Industrialization might have correlated with population movements from rural
areas to the cities in the past. It's not so clear it still means that now.
And as for falling fertility rates, that's surely more related to improvements
in healthcare. You can say those improvements wouldn't have happened without
industrialization, but that's just redefining industrialization as progress in
general. In which case "cosmopolitanism is caused by progress" becomes the
argument: an opinion, surely.

 _These cities are far more interconnected, both internally and externally,
than the countryside._

You're talking about interconnectedness, the first thing the article's authors
specified, but I was talking about internationalism, the second.

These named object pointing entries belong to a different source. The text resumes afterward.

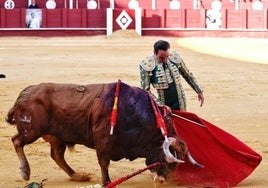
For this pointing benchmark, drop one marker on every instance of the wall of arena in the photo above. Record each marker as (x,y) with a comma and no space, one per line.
(148,17)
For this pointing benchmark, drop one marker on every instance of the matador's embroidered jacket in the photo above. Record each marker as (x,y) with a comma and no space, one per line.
(167,80)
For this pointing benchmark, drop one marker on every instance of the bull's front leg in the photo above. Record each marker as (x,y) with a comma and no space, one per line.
(104,164)
(57,150)
(24,165)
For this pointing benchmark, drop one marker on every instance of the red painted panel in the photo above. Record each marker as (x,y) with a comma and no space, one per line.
(194,19)
(74,18)
(117,12)
(175,18)
(236,19)
(145,4)
(96,18)
(120,4)
(255,19)
(54,18)
(162,4)
(151,19)
(13,18)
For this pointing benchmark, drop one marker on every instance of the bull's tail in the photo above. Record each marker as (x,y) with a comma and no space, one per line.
(10,116)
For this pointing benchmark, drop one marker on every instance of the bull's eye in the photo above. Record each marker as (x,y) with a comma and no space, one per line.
(133,104)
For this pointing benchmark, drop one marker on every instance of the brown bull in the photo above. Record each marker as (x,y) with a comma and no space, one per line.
(69,114)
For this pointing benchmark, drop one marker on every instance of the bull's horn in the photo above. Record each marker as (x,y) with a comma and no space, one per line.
(193,161)
(169,157)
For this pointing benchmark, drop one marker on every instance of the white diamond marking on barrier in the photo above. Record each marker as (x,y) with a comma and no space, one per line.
(123,20)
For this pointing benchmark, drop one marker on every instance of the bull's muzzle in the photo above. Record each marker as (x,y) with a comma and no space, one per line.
(170,158)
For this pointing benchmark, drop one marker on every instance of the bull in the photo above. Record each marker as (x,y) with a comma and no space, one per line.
(69,114)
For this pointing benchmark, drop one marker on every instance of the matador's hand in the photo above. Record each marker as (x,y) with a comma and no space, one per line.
(201,98)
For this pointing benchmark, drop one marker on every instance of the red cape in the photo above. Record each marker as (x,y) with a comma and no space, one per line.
(226,159)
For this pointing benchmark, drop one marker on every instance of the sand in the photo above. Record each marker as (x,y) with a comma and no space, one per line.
(232,71)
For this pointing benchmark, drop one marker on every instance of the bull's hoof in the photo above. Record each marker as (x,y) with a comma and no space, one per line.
(25,173)
(25,170)
(80,176)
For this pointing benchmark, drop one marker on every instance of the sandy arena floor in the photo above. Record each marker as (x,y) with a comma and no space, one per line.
(234,79)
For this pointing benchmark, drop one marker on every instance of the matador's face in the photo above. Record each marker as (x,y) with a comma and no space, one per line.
(162,56)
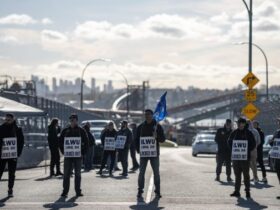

The term
"interconnectedness" is too vague to discuss; if it means people depending on
each other, well, I've seen many claim over the years that cities are
isolating and true communities where neighbours rely on each other are a
suburban and rural phenomenon. I have no data either way. It seems easier to
reason about internationalism, and that claim is dubious.

 _Also, I hate it when someone claims they have an alternative explanation,
but don 't present it so that we can examine it critically._

I didn't pick any specific explanation because there are so many to pick from.

For instance, if we drill into the definition of "populism", whereby it sets
"ordinary people" against "elites", the most direct and simple explanation is
that maybe in recent times there have been transfers of power away from
ordinary people towards elites, and "populism" is simply politicians reacting
to the concerns that this has caused. Obviously power being held by elites is
a feature of many eras in history, has never been popular with the common man,
and has nothing in particular to do with population growth or decline.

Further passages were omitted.